Is British rule still irreformable because of the injustices and repression needed to sustain the denial of Ireland’s historic and indefeasible right to national sovereignty? Will those who administer this rule become party to these injustices? Is there really a new political dispensation, or have Republicans been lured into dispensing with core principles for a path that may be paved with a modern equivalent of what Pearse described as “land, and good living and the friendship of one’s foe,” but will end at continued British rule?
POLITICAL ALTERNATIVE
Is there an alternative Republican political strategy? One of the political strategies most often articulated is the very same political strategy developed and espoused by Sinn Féin, before its diversion into the Stormont cul de sac. That strategy aimed to render British rule unworkable by denying support and showing that there was no alternative to a re-united Ireland. Injustices of that rule such as collusion, repression, sectarianism, etc were exposed and highlighted. Campaigns were built around such injustices, which were shown to be inherently tied to the nature of British rule. Those like the SDLP who were part of the structure of British administration were publicly shown to be party to these injustices and eventually apologists for the British state.
HOSTAGE
Any Irish political party which endorses and becomes identified with the re-named RUC will become hostage to all injustices and repression inevitably committed by the crown constabulary. Such an Irish political party risks being tied to criminalization, and any measures an emboldened crown employs in order to impose criminalization on Republican prisoners. Stormont cannot stand without Sinn Féin participation, and the party could not remain in Stormont should the Republican grassroots one day come to demand withdrawal because of crown injustices heralded by the DUP headed regime.
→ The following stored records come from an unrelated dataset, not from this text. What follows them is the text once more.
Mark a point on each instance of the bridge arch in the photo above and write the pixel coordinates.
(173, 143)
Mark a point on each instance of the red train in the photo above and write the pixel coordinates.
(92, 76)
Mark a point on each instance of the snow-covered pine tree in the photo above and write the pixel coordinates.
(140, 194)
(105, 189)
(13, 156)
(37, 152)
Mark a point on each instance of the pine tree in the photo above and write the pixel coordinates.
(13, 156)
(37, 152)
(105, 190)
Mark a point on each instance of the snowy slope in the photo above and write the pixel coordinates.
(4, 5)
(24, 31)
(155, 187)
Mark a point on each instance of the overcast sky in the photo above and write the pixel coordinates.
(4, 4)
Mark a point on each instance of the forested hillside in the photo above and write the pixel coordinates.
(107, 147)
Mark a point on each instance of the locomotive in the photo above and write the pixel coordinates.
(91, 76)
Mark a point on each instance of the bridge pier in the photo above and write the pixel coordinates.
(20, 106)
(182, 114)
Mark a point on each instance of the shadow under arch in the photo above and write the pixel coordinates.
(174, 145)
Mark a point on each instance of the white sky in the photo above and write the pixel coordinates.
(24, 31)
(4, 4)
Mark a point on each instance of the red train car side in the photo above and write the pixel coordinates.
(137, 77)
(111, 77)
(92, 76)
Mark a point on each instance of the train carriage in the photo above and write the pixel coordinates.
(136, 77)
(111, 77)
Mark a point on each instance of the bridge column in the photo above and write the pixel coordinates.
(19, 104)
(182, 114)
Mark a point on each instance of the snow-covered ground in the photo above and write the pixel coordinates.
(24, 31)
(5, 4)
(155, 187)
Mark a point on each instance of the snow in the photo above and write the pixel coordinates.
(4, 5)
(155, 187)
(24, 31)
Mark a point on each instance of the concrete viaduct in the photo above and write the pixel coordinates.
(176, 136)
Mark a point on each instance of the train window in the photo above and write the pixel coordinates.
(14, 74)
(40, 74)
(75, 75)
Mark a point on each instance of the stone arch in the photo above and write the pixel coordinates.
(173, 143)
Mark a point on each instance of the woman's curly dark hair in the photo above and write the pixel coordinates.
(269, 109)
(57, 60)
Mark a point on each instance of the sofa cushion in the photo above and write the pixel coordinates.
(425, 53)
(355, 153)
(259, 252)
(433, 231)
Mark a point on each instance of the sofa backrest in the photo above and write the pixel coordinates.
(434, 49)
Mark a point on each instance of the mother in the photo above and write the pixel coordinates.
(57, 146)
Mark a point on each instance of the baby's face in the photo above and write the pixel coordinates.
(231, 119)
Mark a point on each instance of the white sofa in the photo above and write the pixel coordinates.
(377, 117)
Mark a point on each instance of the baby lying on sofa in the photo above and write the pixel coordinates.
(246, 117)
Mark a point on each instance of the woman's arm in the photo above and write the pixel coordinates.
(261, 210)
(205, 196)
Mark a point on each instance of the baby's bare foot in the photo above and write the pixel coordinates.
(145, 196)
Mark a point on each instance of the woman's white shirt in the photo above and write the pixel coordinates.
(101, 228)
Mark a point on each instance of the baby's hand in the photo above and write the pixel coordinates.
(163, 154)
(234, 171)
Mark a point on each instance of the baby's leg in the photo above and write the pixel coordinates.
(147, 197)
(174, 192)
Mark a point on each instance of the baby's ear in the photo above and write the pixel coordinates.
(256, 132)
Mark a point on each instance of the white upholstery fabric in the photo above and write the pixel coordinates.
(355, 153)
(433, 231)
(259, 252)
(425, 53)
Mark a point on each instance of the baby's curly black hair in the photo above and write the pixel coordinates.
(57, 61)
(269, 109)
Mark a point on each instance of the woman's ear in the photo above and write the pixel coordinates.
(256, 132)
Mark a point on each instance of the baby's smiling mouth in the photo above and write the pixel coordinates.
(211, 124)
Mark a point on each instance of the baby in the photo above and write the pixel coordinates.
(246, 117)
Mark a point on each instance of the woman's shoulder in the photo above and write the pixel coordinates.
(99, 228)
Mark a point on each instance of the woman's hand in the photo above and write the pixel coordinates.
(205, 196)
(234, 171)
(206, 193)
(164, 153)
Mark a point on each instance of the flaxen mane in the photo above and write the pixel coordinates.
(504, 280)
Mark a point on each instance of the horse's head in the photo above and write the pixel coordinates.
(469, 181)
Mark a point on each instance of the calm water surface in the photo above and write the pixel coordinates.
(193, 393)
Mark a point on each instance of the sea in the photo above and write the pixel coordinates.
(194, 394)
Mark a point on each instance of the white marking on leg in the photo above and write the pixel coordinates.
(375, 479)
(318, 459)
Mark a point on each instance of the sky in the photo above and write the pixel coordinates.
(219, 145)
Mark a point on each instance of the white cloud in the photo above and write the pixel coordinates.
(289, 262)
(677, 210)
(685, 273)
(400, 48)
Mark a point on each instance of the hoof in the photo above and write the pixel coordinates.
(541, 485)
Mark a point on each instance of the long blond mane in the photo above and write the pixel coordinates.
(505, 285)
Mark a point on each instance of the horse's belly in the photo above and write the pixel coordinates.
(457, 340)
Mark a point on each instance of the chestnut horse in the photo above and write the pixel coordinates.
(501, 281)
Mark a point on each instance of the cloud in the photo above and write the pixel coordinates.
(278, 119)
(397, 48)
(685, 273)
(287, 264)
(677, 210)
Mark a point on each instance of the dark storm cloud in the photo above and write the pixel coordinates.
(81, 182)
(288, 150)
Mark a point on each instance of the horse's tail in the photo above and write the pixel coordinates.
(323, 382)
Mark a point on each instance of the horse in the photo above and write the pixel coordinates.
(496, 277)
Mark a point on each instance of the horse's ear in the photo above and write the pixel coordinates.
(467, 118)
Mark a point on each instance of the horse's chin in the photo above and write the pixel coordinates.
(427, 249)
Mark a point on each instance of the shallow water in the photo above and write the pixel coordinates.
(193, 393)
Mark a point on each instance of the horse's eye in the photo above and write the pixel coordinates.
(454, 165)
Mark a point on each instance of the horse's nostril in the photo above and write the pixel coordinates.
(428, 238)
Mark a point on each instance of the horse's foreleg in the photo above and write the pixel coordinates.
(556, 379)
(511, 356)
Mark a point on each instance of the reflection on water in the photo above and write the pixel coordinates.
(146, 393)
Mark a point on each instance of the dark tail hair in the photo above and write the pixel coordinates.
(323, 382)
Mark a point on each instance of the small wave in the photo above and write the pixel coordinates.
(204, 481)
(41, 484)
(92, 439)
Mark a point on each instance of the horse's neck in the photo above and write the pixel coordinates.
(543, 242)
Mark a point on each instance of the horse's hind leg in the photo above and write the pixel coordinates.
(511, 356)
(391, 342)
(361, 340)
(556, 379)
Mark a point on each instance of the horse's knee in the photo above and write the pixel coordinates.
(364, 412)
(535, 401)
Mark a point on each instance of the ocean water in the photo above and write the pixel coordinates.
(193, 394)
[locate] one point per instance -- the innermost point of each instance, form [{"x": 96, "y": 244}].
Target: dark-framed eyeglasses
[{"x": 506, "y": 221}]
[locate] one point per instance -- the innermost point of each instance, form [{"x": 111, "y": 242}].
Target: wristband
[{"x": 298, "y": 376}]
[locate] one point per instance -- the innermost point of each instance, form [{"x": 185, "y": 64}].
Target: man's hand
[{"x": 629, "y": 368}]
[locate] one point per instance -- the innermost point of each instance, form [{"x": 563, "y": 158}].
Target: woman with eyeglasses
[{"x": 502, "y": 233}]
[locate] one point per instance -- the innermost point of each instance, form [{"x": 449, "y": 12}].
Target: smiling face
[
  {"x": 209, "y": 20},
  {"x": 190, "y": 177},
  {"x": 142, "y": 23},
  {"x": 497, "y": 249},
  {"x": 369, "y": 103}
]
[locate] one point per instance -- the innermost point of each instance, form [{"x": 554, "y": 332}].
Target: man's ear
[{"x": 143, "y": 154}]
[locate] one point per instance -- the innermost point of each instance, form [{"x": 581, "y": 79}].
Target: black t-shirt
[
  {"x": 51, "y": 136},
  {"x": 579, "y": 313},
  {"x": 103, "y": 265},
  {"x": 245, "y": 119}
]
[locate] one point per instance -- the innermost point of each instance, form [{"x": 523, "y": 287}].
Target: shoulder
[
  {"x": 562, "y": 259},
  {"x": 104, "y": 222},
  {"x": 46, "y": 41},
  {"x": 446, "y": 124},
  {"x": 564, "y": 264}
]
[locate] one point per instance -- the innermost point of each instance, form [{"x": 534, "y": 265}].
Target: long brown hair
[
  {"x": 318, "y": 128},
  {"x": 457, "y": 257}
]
Clearly there are other political strategies being cogently and coherently articulated by Republicans in Ireland. Certainly such strategies can and should be the subject of the called- for debate. Once being an Irish Republican included the freedom to challenge, debate, argue, and even scoff policies and strategies.
The ranks of Stormont Deal opponents include Republicans, who have fought, suffered imprisonment, dedicated their lives and risked their lives for Ireland no less than those like Danny, who have come to back the Stormont Deal. One may sincerely and honestly disagree with their political analysis and conclusions. However to dismiss their motives, patriotism, or sincerity or to deny that any such credible Republican alternative strategy exists, would either be dishonest or delusional.